Based on the statistical analysis of TEG parameters of 371 healthy newborns, we preliminarily established a normal reference range for each TEG parameter during the neonatal period. Moreover, the normal reference range of TEG parameters in the neonatal period is different from the technical parameters provided by manufacturers. In addition, we also analysed the correlation between neonatal patient characteristics, routine blood coagulation test results and platelet count results with TEG test results. Through correlation analyses of TEG parameters and general clinical data, we found that the detection age of a newborn has the maximum effect on TEG parameters. It positively correlated with the R, Angle, MA and LY30 values and negatively correlated with the K value. With the increase in age, the Angle, MA and LY30 values increased and the K value decreased. Results showed that the younger the neonate is, the higher the risk of bleeding, and healthy newborns showed a positive correlation with the speed of starting coagulation, which was consistent with previous reports.15, 20, 33 In addition, the R value was more prolonged in newborns delivered by caesarean section, indicating a probable higher risk of bleeding by caesarean section. According to the statistical results, we found that the R value was also related to gender, the R value was more prolonged in girls and they may be at higher risk of bleeding.

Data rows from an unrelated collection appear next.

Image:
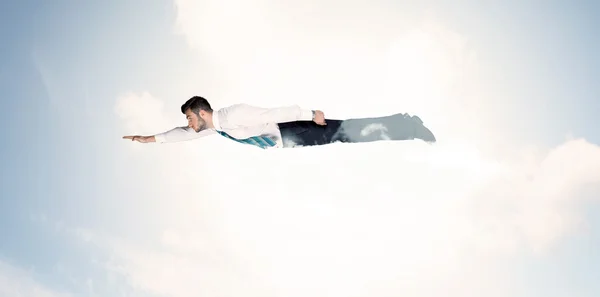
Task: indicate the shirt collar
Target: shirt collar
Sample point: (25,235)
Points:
(216,122)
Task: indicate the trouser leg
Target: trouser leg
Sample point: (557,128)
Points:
(393,127)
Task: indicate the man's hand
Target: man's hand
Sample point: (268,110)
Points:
(139,138)
(319,117)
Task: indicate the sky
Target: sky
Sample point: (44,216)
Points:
(504,204)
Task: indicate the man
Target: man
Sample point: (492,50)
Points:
(288,126)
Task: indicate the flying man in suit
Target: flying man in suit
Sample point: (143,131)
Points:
(284,127)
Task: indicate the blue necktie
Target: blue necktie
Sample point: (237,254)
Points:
(260,141)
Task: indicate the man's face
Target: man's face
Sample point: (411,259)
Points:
(194,121)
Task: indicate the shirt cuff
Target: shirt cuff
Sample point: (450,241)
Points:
(159,138)
(305,115)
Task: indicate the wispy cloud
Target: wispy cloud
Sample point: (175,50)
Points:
(383,219)
(18,282)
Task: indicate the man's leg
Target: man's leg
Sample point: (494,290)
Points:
(394,127)
(307,133)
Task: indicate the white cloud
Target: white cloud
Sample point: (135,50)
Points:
(383,219)
(18,282)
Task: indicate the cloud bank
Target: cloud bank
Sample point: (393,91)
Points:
(384,219)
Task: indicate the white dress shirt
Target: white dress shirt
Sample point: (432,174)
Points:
(242,121)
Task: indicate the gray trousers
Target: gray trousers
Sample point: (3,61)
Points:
(393,127)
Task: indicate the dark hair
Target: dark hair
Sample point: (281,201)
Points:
(196,104)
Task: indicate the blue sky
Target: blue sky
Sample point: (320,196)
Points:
(66,170)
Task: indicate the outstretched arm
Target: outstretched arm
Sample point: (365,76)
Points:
(173,135)
(248,115)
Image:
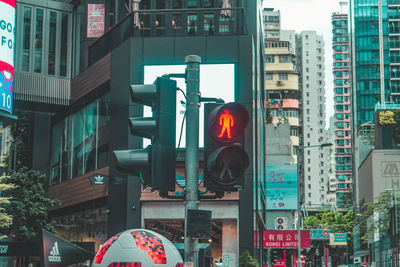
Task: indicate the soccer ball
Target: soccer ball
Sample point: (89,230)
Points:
(138,248)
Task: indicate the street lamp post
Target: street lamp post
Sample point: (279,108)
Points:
(299,197)
(394,192)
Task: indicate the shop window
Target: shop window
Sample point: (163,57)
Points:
(80,142)
(26,37)
(38,41)
(36,54)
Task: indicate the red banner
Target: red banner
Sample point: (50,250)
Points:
(286,239)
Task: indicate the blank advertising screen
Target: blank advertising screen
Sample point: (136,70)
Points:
(216,80)
(7,37)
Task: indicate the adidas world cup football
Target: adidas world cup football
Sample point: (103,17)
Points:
(138,248)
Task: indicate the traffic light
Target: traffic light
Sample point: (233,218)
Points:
(225,159)
(156,163)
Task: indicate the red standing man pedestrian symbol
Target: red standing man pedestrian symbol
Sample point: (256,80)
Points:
(226,121)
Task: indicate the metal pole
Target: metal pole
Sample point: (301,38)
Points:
(298,208)
(192,147)
(395,227)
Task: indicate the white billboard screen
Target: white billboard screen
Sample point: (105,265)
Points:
(216,80)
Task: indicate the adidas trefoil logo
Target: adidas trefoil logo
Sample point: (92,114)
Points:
(99,179)
(55,254)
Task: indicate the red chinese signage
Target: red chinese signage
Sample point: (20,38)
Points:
(286,239)
(95,26)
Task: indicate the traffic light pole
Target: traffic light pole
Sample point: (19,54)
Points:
(192,146)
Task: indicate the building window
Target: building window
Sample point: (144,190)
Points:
(50,55)
(285,59)
(270,58)
(283,76)
(80,142)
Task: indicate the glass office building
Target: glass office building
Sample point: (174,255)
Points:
(376,55)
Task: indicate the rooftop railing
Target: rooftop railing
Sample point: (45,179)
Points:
(387,105)
(170,23)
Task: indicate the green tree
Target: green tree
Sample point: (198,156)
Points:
(28,205)
(338,222)
(5,219)
(246,260)
(383,208)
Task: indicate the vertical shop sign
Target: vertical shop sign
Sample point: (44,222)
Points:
(281,187)
(95,26)
(7,38)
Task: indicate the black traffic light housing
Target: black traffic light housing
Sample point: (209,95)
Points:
(155,164)
(225,159)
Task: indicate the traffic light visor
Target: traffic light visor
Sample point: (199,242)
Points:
(226,165)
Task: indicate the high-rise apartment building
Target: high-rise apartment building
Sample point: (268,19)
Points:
(282,89)
(342,103)
(74,63)
(281,78)
(310,62)
(272,24)
(376,55)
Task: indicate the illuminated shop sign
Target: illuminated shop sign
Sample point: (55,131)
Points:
(7,37)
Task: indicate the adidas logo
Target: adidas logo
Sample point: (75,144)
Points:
(99,179)
(55,254)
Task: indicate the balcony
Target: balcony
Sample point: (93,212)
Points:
(42,89)
(394,30)
(170,23)
(394,45)
(394,59)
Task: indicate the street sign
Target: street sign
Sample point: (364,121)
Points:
(281,187)
(98,179)
(320,233)
(285,239)
(338,239)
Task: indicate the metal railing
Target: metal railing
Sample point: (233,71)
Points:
(387,105)
(42,89)
(170,23)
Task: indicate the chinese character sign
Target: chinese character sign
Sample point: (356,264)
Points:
(95,26)
(281,187)
(286,239)
(7,45)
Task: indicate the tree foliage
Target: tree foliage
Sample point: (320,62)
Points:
(246,260)
(338,222)
(383,207)
(5,218)
(28,205)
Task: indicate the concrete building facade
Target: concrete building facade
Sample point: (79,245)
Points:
(342,102)
(73,80)
(310,58)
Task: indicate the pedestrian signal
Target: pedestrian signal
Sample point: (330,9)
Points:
(225,159)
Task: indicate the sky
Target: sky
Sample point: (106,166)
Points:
(300,15)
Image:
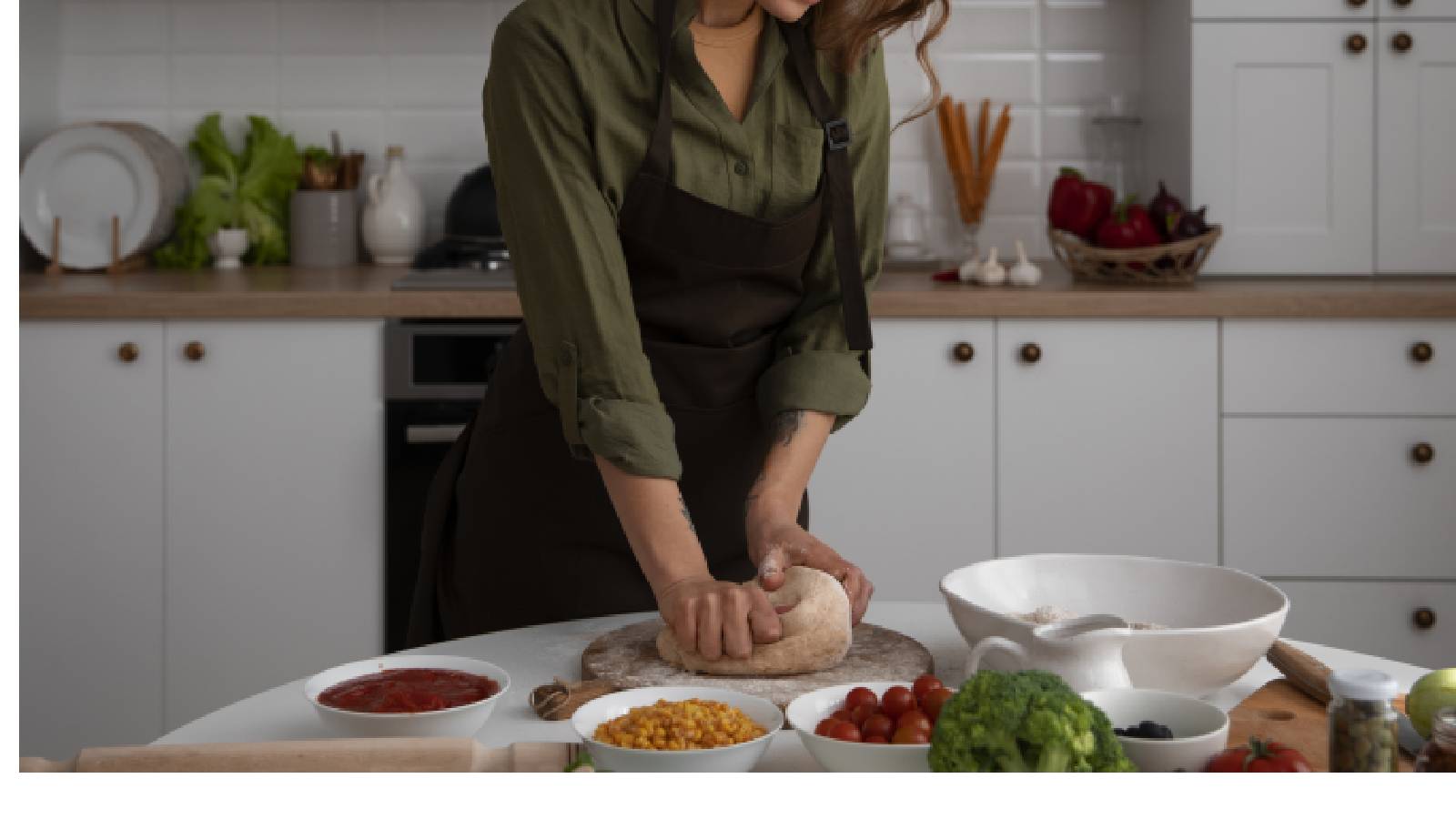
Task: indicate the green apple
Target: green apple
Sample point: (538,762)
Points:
(1431,694)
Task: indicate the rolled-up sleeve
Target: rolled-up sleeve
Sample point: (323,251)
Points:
(570,268)
(814,368)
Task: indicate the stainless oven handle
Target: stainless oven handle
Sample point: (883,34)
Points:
(433,433)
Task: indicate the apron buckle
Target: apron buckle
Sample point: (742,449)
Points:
(837,135)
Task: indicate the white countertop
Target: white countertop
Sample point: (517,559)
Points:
(536,654)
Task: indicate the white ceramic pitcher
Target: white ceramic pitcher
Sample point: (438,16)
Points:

We analysed the correlation between TEG parameters and blood coagulation parameters and platelet counts, which was discussed in the results section. The R value was only positively correlated with the APTT test. The TEG test in this study used kaolin; thus, it initiated coagulation activation through the intrinsic pathway, which is the same pathway as the APTT test.34

Thus far, there are still few studies on neonatal TEG parameters, the detection methods are diverse, and the sources of the specimens are different. Sources for specimens are peripheral blood, umbilical blood and arterial blood samples.16, 19, 20 All these factors have resulted in the diversity of laboratory results. The Pediatric/Neonatal Thrombosis and Hemostasis Scientific and Standardization Committee (SCC) of the International Society on Thrombosis and Haemostasis consistently publishes updated recommendations for the results of laboratory reports for paediatric haemostasis tests and recommends that all diagnostic laboratories use age, analyser and reagent‐appropriate reference ranges when processing paediatric samples.32 Therefore, this study provided a reference value for the detection of coagulation‐related indicators in neonates with similar TEG analysers and reagents. However, our research has some limitations. Due to the difficulty in collecting whole blood samples from newborns and recruiting healthy newborns, the number of healthy patients in this study was relatively small. The number of neonates in delivery mode, gender and age was different. There were different amounts of neonates in each group, with more patients with ages between 8 and 28 days than in other age groups. All the above parameters should be further studied.

CONCLUSION

It is necessary to consider the differences in the normal values of the blood coagulation‐related tests between neonates and adults when evaluating the blood coagulation function of newborns. The laboratory should establish a suitable biological reference range for newborns according to the instruments and reagents used. In this study, we preliminarily established the reference range for TEG parameters, which might contribute to the management of haemostasis in newborns and the assessment of the status of neonatal bleeding. The results of this study are helpful for the diagnosis and treatment of clinically related diseases and for guiding clinical transfusions of neonates.

CONFLICT OF INTEREST

The authors have no competing interests.

AUTHOR CONTRIBUTION

Hongbing Hu designed the research study. Xin Chen and Zhunhui Ke performed the research. Qin Liu and Jia Wang analysed the data. Qin Liu and Chunfeng Xu wrote the paper.